And B, after the reaction in the step A is finished, adding a saturated ammonium chloride solvent for quenching, adding ethyl acetate for extraction, washing with saturated sodium chloride, drying with anhydrous sodium sulfate, and concentrating under reduced pressure to obtain a compound II, wherein the preferable temperature for quenching is-50 ℃.
2. And B, optimizing.
Preferably, in the reaction step B, the compound II and methyl glycolate undergo a ring-combining reaction under the action of alkali and an organic solvent to generate the compound III.
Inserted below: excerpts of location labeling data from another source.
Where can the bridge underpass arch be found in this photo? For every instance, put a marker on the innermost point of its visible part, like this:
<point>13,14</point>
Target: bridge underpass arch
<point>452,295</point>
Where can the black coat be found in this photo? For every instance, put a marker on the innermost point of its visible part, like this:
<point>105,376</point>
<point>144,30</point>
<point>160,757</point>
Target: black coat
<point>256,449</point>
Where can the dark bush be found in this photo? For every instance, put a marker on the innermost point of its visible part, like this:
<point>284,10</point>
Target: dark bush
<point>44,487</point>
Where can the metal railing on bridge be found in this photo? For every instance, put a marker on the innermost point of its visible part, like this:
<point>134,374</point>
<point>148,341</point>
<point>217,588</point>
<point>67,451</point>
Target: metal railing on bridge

The alkali is selected from any one of sodium hydride, potassium hydride and potassium carbonate, and is preferably sodium hydride.
Preferably, the organic solvent is one or more selected from tetrahydrofuran, diethyl ether and methyl tert-butyl ether, and tetrahydrofuran is preferably used as the reaction solvent.
The reaction temperature in step B is preferably from 50 ℃ to 70 ℃, more preferably from 65 ℃ to 70 ℃. The reaction time in step B is preferably 6 to 10 hours, more preferably 9 to 10 hours.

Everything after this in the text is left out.